Lorsqu’un foyer voit sa toiture s’envoler ou son logement se remplir d’eau, l’impact émotionnel est immédiat et dépasse largement celui d’un incident domestique classique. Les chargés d’assistance doivent faire face à des bénéficiaires qui ont tout particulièrement besoin de parler, d’être entendus et d’être rassurés à chaque étape.

« Nos équipes doivent trouver le juste équilibre : rester pleinement à l’écoute, faire preuve d’empathie et rassurer, tout en maintenant une efficacité opérationnelle irréprochable, car les appels se succèdent et d’autres bénéficiaires attendent aussi une prise en charge. C’est un équilibre que nos chargés d’assistance expérimentés maîtrisent parfaitement. » explique Patrick Muselet

Cette combinaison entre urgence humaine et impératif opérationnel est devenue l’un des marqueurs les plus caractéristiques des intempéries récentes, mettant en lumière l’importance du rôle des chargés d’assistance dans l’accompagnement des bénéficiaires sinistrés.
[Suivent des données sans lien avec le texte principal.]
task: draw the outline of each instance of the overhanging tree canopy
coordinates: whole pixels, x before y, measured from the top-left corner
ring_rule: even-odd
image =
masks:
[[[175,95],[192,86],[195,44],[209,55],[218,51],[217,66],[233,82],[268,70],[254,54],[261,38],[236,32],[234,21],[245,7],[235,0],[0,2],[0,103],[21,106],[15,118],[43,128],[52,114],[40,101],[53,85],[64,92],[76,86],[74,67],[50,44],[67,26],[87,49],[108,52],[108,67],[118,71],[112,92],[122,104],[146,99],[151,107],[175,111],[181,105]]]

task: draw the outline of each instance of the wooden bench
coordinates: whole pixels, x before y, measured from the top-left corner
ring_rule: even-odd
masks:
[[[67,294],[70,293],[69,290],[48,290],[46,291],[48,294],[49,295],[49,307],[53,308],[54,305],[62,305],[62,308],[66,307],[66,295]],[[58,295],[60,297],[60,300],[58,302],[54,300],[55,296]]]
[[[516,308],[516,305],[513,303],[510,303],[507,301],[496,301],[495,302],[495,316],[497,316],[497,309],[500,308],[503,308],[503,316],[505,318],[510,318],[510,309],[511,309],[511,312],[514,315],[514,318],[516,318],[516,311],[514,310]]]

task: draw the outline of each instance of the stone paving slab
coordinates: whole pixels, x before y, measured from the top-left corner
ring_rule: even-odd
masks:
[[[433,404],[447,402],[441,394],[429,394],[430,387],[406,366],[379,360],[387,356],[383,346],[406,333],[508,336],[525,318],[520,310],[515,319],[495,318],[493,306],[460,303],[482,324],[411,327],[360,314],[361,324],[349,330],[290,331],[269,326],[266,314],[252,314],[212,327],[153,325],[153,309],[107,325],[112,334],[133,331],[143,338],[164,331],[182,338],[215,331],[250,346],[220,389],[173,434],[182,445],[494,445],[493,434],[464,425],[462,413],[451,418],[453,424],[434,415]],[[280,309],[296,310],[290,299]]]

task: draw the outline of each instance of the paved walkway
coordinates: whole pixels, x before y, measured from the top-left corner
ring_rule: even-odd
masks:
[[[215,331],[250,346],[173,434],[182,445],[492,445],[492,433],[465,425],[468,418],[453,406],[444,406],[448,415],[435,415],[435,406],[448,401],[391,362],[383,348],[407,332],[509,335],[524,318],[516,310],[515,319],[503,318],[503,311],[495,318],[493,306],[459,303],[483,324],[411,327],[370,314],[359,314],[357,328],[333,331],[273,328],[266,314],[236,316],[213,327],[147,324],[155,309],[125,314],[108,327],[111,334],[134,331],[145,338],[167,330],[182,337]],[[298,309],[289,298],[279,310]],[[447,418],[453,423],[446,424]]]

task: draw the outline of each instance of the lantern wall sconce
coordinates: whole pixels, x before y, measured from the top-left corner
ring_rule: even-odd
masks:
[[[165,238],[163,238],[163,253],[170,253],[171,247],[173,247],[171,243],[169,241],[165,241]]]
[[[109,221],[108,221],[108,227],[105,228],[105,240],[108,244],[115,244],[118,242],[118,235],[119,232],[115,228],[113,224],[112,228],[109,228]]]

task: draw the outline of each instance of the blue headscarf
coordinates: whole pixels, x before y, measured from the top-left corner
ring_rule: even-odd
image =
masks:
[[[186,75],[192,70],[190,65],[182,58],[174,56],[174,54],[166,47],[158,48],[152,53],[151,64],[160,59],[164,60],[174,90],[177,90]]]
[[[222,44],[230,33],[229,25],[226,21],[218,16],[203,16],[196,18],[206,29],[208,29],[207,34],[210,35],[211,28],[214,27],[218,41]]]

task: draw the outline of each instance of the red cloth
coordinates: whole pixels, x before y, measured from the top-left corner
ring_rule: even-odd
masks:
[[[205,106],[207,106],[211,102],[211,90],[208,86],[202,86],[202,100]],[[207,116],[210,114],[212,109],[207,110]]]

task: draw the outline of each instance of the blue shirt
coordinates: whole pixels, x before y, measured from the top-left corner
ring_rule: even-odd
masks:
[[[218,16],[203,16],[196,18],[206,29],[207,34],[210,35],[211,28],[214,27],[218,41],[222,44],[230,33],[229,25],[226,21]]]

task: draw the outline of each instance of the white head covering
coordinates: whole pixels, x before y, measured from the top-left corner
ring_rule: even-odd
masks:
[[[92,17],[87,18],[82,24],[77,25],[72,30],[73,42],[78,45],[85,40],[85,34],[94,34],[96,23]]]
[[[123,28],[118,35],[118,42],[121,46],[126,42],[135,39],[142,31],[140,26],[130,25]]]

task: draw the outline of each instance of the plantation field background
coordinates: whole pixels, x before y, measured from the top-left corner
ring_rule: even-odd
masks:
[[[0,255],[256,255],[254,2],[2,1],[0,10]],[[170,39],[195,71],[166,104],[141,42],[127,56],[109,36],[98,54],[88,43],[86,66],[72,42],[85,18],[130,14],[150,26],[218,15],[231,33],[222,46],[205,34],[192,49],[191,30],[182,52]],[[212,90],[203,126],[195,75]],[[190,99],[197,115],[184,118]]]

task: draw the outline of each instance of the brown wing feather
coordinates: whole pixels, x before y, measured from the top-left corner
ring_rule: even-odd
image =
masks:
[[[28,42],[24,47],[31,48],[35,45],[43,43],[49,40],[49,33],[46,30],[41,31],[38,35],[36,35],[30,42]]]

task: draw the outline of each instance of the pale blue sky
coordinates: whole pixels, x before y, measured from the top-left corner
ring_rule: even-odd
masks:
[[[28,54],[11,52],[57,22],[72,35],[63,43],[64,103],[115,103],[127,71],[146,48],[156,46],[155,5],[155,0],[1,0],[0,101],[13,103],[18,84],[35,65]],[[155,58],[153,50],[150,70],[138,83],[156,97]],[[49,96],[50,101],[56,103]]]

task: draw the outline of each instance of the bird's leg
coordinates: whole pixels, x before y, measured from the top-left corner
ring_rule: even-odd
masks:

Malgré la multiplication des phénomènes climatiques, Allianz Partners constate que les bénéficiaires n’ont pas significativement modifié leurs comportements : aucun réflexe de prévention supplémentaire n’est observé, et les foyers continuent de solliciter l’assistance principalement au moment où l’événement survient.

Pourtant, les crises climatiques récentes montrent à quel point des gestes simples peuvent limiter les dommages, comme :

  • sécuriser les extérieurs avant une tempête,
  • surélever des objets sensibles en zone inondable,
  • préparer un kit d’urgence en amont,
  • connaître les bons réflexes de mise à l’abri.

Ces pratiques, largement promues par les autorités publiques, restent encore peu ancrées dans les habitudes françaises.

Toiture abîmée par des intempéries

L’analyse des interventions d’assistance Habitat d’Allianz Partners révèle une réalité claire : les tempêtes et inondations sont désormais des crises récurrentes, intenses et exigeantes émotionnellement.

Elles testent la capacité de toutes les parties prenantes (assistance, assurance, prestataires) à absorber des pics d’activité historiques.

Dans ce contexte, l’assistance devient un acteur clé pour les particuliers et un partenaire stratégique pour les assureurs, banques, acteurs de la mobilité ou du voyage. Ainsi, le rôle d’Allianz Partners ne se limite pas à intervenir rapidement : il consiste aussi à accompagner, sensibiliser et encourager progressivement la prévention, aux côtés de ses partenaires.